Accessible Luxury Brands Ride China's Middle-Class Wave

As the battle rages on between high-end and high-street brands in mainland China and Hong Kong, one ongoing trend to watch is the success of so-called "accessible luxury" or "affordable luxury" brands in the market.
Karen Millen opened its first China flagship at Beijing's Parkview Green mall
Jing DailyAuthor
  Published   in Fashion

Coach, Michael Kors, Karen Millen See Largely Untapped Market

As the battle rages on between high-end and high-street brands in mainland China and Hong Kong, one ongoing trend to watch is the success of so-called "accessible luxury" or "affordable luxury" brands in the market, those that span the bridge between luxury and masstige. This segment, maligned as it may be by China's ultra-wealthy brand aficionado, is currently buzzing with the likes of







Michael Kors

, H&M's more upscale sister brand

Collection of Style

(COS) -- which will enter mainland China this fall --

Paul Smith

(which will open a new Shanghai flagship this December) and

Karen Millen

(which launched its first China flagship at Beijing's Parkview Green earlier this month).

As Karen Millen company execs remarked at the Beijing grand opening, China's "bridge" segment remains "largely untapped," leaving plenty of room for expansion, particularly in inland areas where middle-class consumer development is perhaps most pronounced. Karen Millen, for one, hopes to open a further 60 locations throughout China over the next five years, starting with a second flagship in Shanghai in spring 2013 as well as a Chinese-language e-commerce site.

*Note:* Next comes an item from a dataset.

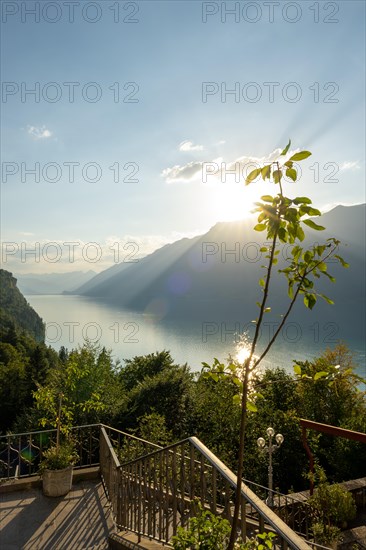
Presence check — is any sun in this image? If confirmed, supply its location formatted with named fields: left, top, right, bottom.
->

Yet the most successful accessible luxury brand in China since its entry to the market in 2003 has arguably been Coach, which -- despite making a significant proportion of its items in China -- has maintained a strong reputation in the country, particularly among "entry-level-luxury" consumers in second- and third-tier cities. Over the course of this year, Coach will have opened around 30 new stores in the Greater China region, with at least half of them in the Mainland, adding to the 80 regional and 65 mainland China locations the brand operated by the end of 2011. Since buying back its retail businesses in Hong Kong, Macau and mainland China in 2008 and 2009, Coach has seen sales climb rapidly, from US$108 million in 2010 to $188 million last year. In 2012, the company is shooting for sales of “at least” $300 million. By 2014, Coach expects China to be its leading market.

This year, despite a far-from-uniform luxury slowdown in China, Coach has continued to steam ahead as competitors have faltered. During the second quarter of 2012, Coach sales at locations that had been open at least one year in China increased by the double-digits, compared to a tepid 5.5 percent at comparable stores in North America. Following recent entrants to China’s fast-growing — yet crowded and largely untested — e-commerce market, among them FerragamoZaraJ. Crew, and Yoox, Coach is set to extend itself further in China with the launch of its long-discussed e-commerce site in China by the end of the year. Though Coach's pilot Tmall experiment late last year led to more buzz than sales, the company is confident that its first large-scale foray into e-commerce will find a more receptive consumer.

So as brands like Burberry, Louis Vuitton and Hugo Boss struggle in a changing China market in 2012 (stung by a host of factors, of which a "luxury slowdown" is just one), what is it that has made accessible luxury brands so successful? Aside from a more crowd-pleasing price point -- keep in mind that not every middle-class Chinese (average household income roughly US$$10,000-$60,000) wants to save up for months for a Lanvin handbag or Maison Martin Margiela jacket -- "bridge" brands have strongly targeted the increasingly lucrative young consumer. Whereas brands firmly in the luxury segment (e.g., Chanel, Louis Vuitton, Hermes) have quite rightly gone after the broad 30-50-year-old consumer, Coach and Michael Kors have focused more intently on young, 20-30-year-old shoppers, particularly those outside of top-tier cities.

Though these brands also appeal to older Chinese consumers -- middle-aged shoppers are a regular sight at Coach's New York or Hong Kong flagships -- they tend to be an affordable first step into the luxury segment for post-collegiate Chinese just entering the workforce or those a few years into their careers. With the spending power of this young demographic continuing to rise, Coach has looked to appeal to younger shoppers in China and regionally this year by signing popular actor and singer Wang Leehom as the face of its men’s accessories line, and collaborating with Chinese graffiti artist Zhang Lan on a limited edition year of the dragon collection and Weibo campaign.

So, while the Birkin bag might be the dream, for now the Poppy Tote might be an acceptable reality.